The prevention of progression of arterial disease and diabetes (POPADAD) trial: factorial randomised placebo controlled trial of aspirin and antioxidants in patients with diabetes and asymptomatic peripheral arterial disease
Objective To determine whether aspirin and antioxidant therapy, combined or alone, are more effective than placebo in reducing the development of cardiovascular events in patients with diabetes mellitus and asymptomatic peripheral arterial disease.Design Multicentre, randomised, double blind, 2×2 factorial, placebo controlled trial.Setting 16 hospital centres in Scotland, supported by 188 primary care groups.Participants 1276 adults aged 40 or more with type 1 or type 2 diabetes and an ankle brachial pressure index of 0.99 or less but no symptomatic cardiovascular disease.Interventions Daily, 100 mg aspirin tablet plus antioxidant capsule (n=320), aspirin tablet plus placebo capsule (n=318), placebo tablet plus antioxidant capsule (n=320), or placebo tablet plus placebo capsule (n=318).Main outcome measures Two hierarchical composite primary end points of death from coronary heart disease or stroke, non-fatal myocardial infarction or stroke, or amputation above the ankle for critical limb ischaemia; and death from coronary heart disease or stroke.Results No evidence was found of any interaction between aspirin and antioxidant. Overall, 116 of 638 primary events occurred in the aspirin groups compared with 117 of 638 in the no aspirin groups (18.2% v 18.3%): hazard ratio 0.98 (95% confidence interval 0.76 to 1.26). Forty three deaths from coronary heart disease or stroke occurred in the aspirin groups compared with 35 in the no aspirin groups (6.7% v 5.5%): 1.23 (0.79 to 1.93). Among the antioxidant groups 117 of 640 (18.3%) primary events occurred compared with 116 of 636 (18.2%) in the no antioxidant groups (1.03, 0.79 to 1.33).

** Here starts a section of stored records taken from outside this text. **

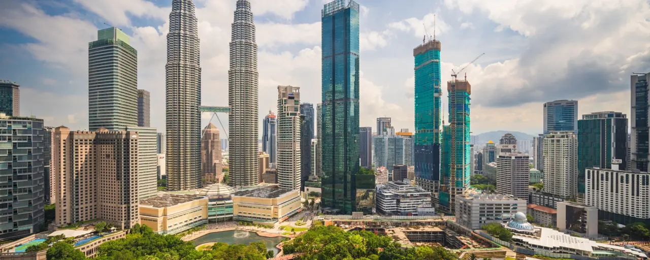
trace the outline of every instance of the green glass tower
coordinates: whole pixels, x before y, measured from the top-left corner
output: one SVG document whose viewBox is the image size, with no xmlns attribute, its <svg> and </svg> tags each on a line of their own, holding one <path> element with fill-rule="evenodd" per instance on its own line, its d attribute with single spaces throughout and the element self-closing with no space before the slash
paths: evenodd
<svg viewBox="0 0 650 260">
<path fill-rule="evenodd" d="M 138 125 L 138 52 L 118 28 L 88 44 L 88 130 Z"/>
<path fill-rule="evenodd" d="M 415 57 L 414 140 L 415 181 L 437 191 L 440 181 L 440 42 L 431 40 L 413 50 Z"/>
<path fill-rule="evenodd" d="M 442 168 L 437 207 L 452 213 L 456 196 L 469 187 L 469 95 L 466 80 L 447 83 L 449 125 L 443 127 Z"/>
<path fill-rule="evenodd" d="M 627 117 L 619 112 L 595 112 L 578 120 L 578 198 L 584 198 L 585 169 L 611 169 L 612 160 L 621 160 L 619 170 L 627 170 Z"/>
<path fill-rule="evenodd" d="M 324 5 L 321 14 L 323 209 L 369 212 L 374 181 L 367 179 L 374 176 L 359 176 L 356 181 L 360 168 L 359 4 L 335 0 Z"/>
</svg>

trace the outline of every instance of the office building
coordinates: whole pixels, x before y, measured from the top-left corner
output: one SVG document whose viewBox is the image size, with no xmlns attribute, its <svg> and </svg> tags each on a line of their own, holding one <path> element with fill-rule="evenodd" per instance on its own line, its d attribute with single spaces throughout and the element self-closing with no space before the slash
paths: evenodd
<svg viewBox="0 0 650 260">
<path fill-rule="evenodd" d="M 201 187 L 200 47 L 194 12 L 192 1 L 173 0 L 169 14 L 165 135 L 167 188 L 171 190 Z M 257 131 L 255 128 L 255 134 Z"/>
<path fill-rule="evenodd" d="M 544 134 L 578 131 L 578 101 L 556 100 L 544 103 Z"/>
<path fill-rule="evenodd" d="M 88 44 L 88 129 L 138 125 L 138 52 L 129 36 L 110 27 Z M 117 80 L 119 79 L 119 80 Z"/>
<path fill-rule="evenodd" d="M 300 190 L 302 191 L 305 190 L 305 181 L 315 172 L 311 168 L 311 139 L 313 138 L 314 105 L 304 103 L 300 104 Z"/>
<path fill-rule="evenodd" d="M 151 93 L 145 90 L 138 90 L 138 126 L 151 126 Z"/>
<path fill-rule="evenodd" d="M 322 104 L 316 104 L 316 176 L 322 176 Z"/>
<path fill-rule="evenodd" d="M 219 129 L 212 123 L 203 129 L 201 137 L 201 174 L 210 176 L 214 182 L 224 179 L 223 161 L 221 159 L 221 138 Z"/>
<path fill-rule="evenodd" d="M 0 241 L 36 233 L 45 221 L 43 127 L 42 119 L 0 113 Z"/>
<path fill-rule="evenodd" d="M 584 203 L 598 208 L 598 219 L 650 224 L 650 174 L 612 168 L 587 168 Z"/>
<path fill-rule="evenodd" d="M 20 85 L 0 80 L 0 113 L 9 116 L 20 116 Z"/>
<path fill-rule="evenodd" d="M 526 200 L 502 194 L 469 194 L 456 198 L 456 222 L 471 229 L 506 223 L 526 212 Z M 525 215 L 524 215 L 525 218 Z"/>
<path fill-rule="evenodd" d="M 437 191 L 440 182 L 440 41 L 436 39 L 430 39 L 413 49 L 415 182 L 432 192 Z"/>
<path fill-rule="evenodd" d="M 359 127 L 359 132 L 361 167 L 370 169 L 372 167 L 372 127 Z"/>
<path fill-rule="evenodd" d="M 584 198 L 584 170 L 612 168 L 612 160 L 621 160 L 627 169 L 627 118 L 617 112 L 583 114 L 578 120 L 578 198 Z"/>
<path fill-rule="evenodd" d="M 367 204 L 358 200 L 358 192 L 365 191 L 358 190 L 365 190 L 361 188 L 365 185 L 374 189 L 374 176 L 356 175 L 359 81 L 350 79 L 359 76 L 359 4 L 352 0 L 335 0 L 323 5 L 321 12 L 321 203 L 323 210 L 339 214 L 361 211 L 358 207 Z"/>
<path fill-rule="evenodd" d="M 377 118 L 377 135 L 384 135 L 391 128 L 391 118 Z"/>
<path fill-rule="evenodd" d="M 124 229 L 138 222 L 138 172 L 134 170 L 138 169 L 138 135 L 105 128 L 96 132 L 55 129 L 55 224 L 102 220 Z"/>
<path fill-rule="evenodd" d="M 565 200 L 578 192 L 578 138 L 573 131 L 544 136 L 544 190 Z"/>
<path fill-rule="evenodd" d="M 156 129 L 127 126 L 127 132 L 138 133 L 138 196 L 140 199 L 158 192 L 158 154 Z"/>
<path fill-rule="evenodd" d="M 528 198 L 530 170 L 528 155 L 501 153 L 497 158 L 497 193 L 522 200 Z"/>
<path fill-rule="evenodd" d="M 417 216 L 418 207 L 431 208 L 431 192 L 402 181 L 377 185 L 377 212 L 385 215 Z"/>
<path fill-rule="evenodd" d="M 578 132 L 579 133 L 579 132 Z M 558 202 L 557 228 L 582 237 L 598 237 L 598 208 L 573 202 Z"/>
<path fill-rule="evenodd" d="M 443 128 L 440 190 L 437 197 L 443 211 L 456 209 L 456 196 L 469 187 L 469 98 L 471 85 L 467 80 L 447 82 L 449 125 Z"/>
<path fill-rule="evenodd" d="M 304 190 L 307 179 L 301 174 L 300 103 L 300 88 L 278 86 L 278 183 L 287 190 Z"/>
<path fill-rule="evenodd" d="M 544 170 L 544 135 L 532 138 L 533 166 L 540 171 Z"/>
</svg>

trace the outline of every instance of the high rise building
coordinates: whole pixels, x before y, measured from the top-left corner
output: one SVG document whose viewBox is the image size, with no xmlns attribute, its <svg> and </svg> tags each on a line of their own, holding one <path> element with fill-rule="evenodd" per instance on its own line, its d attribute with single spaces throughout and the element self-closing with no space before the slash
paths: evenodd
<svg viewBox="0 0 650 260">
<path fill-rule="evenodd" d="M 316 176 L 322 176 L 322 103 L 316 104 Z"/>
<path fill-rule="evenodd" d="M 278 120 L 270 110 L 262 121 L 262 151 L 268 154 L 270 167 L 278 162 Z"/>
<path fill-rule="evenodd" d="M 377 118 L 377 135 L 385 135 L 386 129 L 391 127 L 391 118 Z"/>
<path fill-rule="evenodd" d="M 219 129 L 210 123 L 203 128 L 201 137 L 202 174 L 204 177 L 210 176 L 216 183 L 220 183 L 224 179 L 221 138 L 219 136 Z"/>
<path fill-rule="evenodd" d="M 359 4 L 335 0 L 321 12 L 324 210 L 372 212 L 374 176 L 359 165 Z M 334 58 L 336 57 L 336 58 Z M 359 197 L 361 196 L 361 197 Z"/>
<path fill-rule="evenodd" d="M 3 114 L 0 114 L 0 187 L 4 190 L 0 192 L 0 241 L 40 231 L 47 192 L 44 175 L 47 174 L 43 120 Z"/>
<path fill-rule="evenodd" d="M 359 154 L 361 167 L 370 169 L 372 167 L 372 127 L 359 127 Z"/>
<path fill-rule="evenodd" d="M 145 90 L 138 90 L 138 126 L 151 126 L 151 93 Z"/>
<path fill-rule="evenodd" d="M 311 139 L 314 138 L 314 105 L 300 104 L 300 190 L 305 190 L 305 181 L 316 169 L 311 168 Z"/>
<path fill-rule="evenodd" d="M 126 131 L 138 133 L 138 196 L 140 199 L 156 196 L 158 192 L 156 129 L 127 126 Z"/>
<path fill-rule="evenodd" d="M 544 134 L 578 131 L 578 101 L 556 100 L 544 103 Z"/>
<path fill-rule="evenodd" d="M 649 104 L 650 94 L 648 94 L 648 79 L 650 73 L 632 75 L 630 79 L 630 88 L 632 93 L 632 110 L 630 122 L 632 133 L 630 135 L 630 157 L 632 169 L 641 172 L 648 172 L 648 161 L 650 152 L 648 151 L 648 142 L 650 142 L 650 132 L 648 131 Z"/>
<path fill-rule="evenodd" d="M 138 138 L 105 128 L 55 129 L 55 224 L 99 219 L 124 229 L 138 222 Z"/>
<path fill-rule="evenodd" d="M 20 85 L 0 80 L 0 113 L 10 116 L 20 115 Z"/>
<path fill-rule="evenodd" d="M 167 187 L 172 190 L 201 187 L 200 47 L 194 9 L 192 0 L 173 0 L 169 14 L 165 124 Z"/>
<path fill-rule="evenodd" d="M 415 181 L 430 191 L 440 181 L 440 41 L 430 40 L 413 50 L 415 60 Z"/>
<path fill-rule="evenodd" d="M 278 86 L 278 183 L 287 190 L 304 187 L 300 174 L 300 88 Z"/>
<path fill-rule="evenodd" d="M 627 118 L 618 112 L 583 114 L 578 120 L 578 198 L 584 198 L 585 169 L 611 169 L 621 160 L 619 170 L 627 170 Z"/>
<path fill-rule="evenodd" d="M 544 135 L 532 138 L 532 157 L 534 168 L 544 172 Z"/>
<path fill-rule="evenodd" d="M 88 129 L 138 125 L 138 52 L 116 27 L 98 31 L 88 44 Z"/>
<path fill-rule="evenodd" d="M 497 158 L 497 193 L 528 200 L 528 155 L 500 153 Z"/>
<path fill-rule="evenodd" d="M 443 160 L 439 208 L 456 209 L 456 196 L 462 196 L 469 187 L 469 95 L 471 85 L 467 80 L 447 82 L 449 125 L 443 129 Z"/>
<path fill-rule="evenodd" d="M 573 131 L 544 136 L 544 190 L 566 200 L 575 198 L 578 185 L 578 137 Z"/>
<path fill-rule="evenodd" d="M 231 109 L 228 116 L 229 146 L 233 148 L 229 150 L 228 182 L 235 187 L 257 185 L 259 179 L 257 176 L 259 74 L 255 34 L 250 3 L 248 0 L 237 0 L 232 25 L 228 70 L 228 105 Z M 279 146 L 280 144 L 278 150 Z"/>
</svg>

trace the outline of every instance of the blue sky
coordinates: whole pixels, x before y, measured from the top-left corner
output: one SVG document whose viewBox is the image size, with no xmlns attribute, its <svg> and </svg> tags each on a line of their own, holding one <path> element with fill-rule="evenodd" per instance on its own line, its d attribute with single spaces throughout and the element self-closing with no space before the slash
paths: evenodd
<svg viewBox="0 0 650 260">
<path fill-rule="evenodd" d="M 304 101 L 318 103 L 320 14 L 326 1 L 250 1 L 259 47 L 260 118 L 276 110 L 279 84 L 300 86 Z M 98 29 L 108 27 L 106 23 L 123 29 L 138 49 L 138 88 L 151 92 L 151 124 L 164 131 L 171 1 L 3 1 L 0 79 L 21 86 L 23 115 L 42 118 L 48 125 L 87 128 L 87 43 L 96 39 Z M 227 103 L 235 2 L 194 0 L 205 105 Z M 452 68 L 486 53 L 464 72 L 472 84 L 475 133 L 541 133 L 541 104 L 555 99 L 578 100 L 580 114 L 629 114 L 630 73 L 650 70 L 650 5 L 645 0 L 358 3 L 362 6 L 362 126 L 390 116 L 396 128 L 413 129 L 412 50 L 422 42 L 423 23 L 433 34 L 434 14 L 443 81 Z M 209 116 L 204 116 L 207 124 Z"/>
</svg>

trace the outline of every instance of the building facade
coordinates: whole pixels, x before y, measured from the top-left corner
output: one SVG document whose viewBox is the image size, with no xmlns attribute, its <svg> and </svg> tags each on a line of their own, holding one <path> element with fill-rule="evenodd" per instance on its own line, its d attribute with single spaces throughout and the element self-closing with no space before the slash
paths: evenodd
<svg viewBox="0 0 650 260">
<path fill-rule="evenodd" d="M 145 90 L 138 90 L 138 126 L 151 126 L 151 93 Z"/>
<path fill-rule="evenodd" d="M 0 113 L 0 241 L 38 233 L 45 222 L 44 135 L 43 120 Z"/>
<path fill-rule="evenodd" d="M 430 40 L 413 49 L 415 75 L 415 181 L 437 192 L 440 183 L 440 41 Z"/>
<path fill-rule="evenodd" d="M 372 167 L 372 127 L 359 128 L 359 154 L 361 167 L 370 169 Z"/>
<path fill-rule="evenodd" d="M 612 168 L 612 160 L 621 160 L 620 169 L 627 169 L 627 118 L 616 112 L 597 112 L 578 120 L 578 198 L 584 198 L 584 170 L 588 167 Z"/>
<path fill-rule="evenodd" d="M 578 192 L 578 138 L 573 131 L 544 136 L 544 190 L 564 199 Z"/>
<path fill-rule="evenodd" d="M 165 127 L 167 188 L 172 190 L 201 187 L 200 46 L 194 9 L 192 1 L 174 0 L 169 14 Z"/>
<path fill-rule="evenodd" d="M 220 183 L 224 179 L 223 168 L 219 129 L 210 123 L 203 128 L 201 137 L 201 174 Z"/>
<path fill-rule="evenodd" d="M 19 86 L 15 82 L 0 80 L 0 113 L 10 116 L 20 116 Z"/>
<path fill-rule="evenodd" d="M 358 210 L 359 12 L 352 0 L 335 0 L 321 12 L 321 203 L 323 209 L 346 214 Z"/>
<path fill-rule="evenodd" d="M 304 187 L 300 104 L 300 88 L 278 86 L 278 183 L 287 190 Z"/>
<path fill-rule="evenodd" d="M 544 134 L 578 131 L 578 101 L 556 100 L 544 103 Z"/>
</svg>

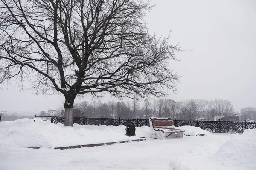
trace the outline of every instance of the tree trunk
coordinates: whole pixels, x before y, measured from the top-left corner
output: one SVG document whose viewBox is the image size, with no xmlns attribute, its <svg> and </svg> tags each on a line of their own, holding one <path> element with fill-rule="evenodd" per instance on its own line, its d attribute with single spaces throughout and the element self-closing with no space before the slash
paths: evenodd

Forty two (6.6%) deaths from coronary heart disease or stroke occurred in the antioxidant groups compared with 36 (5.7%) in the no antioxidant groups (1.21, 0.78 to 1.89).Conclusion This trial does not provide evidence to support the use of aspirin or antioxidants in primary prevention of cardiovascular events and mortality in the population with diabetes studied.Trial registration Current Controlled Trials ISRCTN53295293.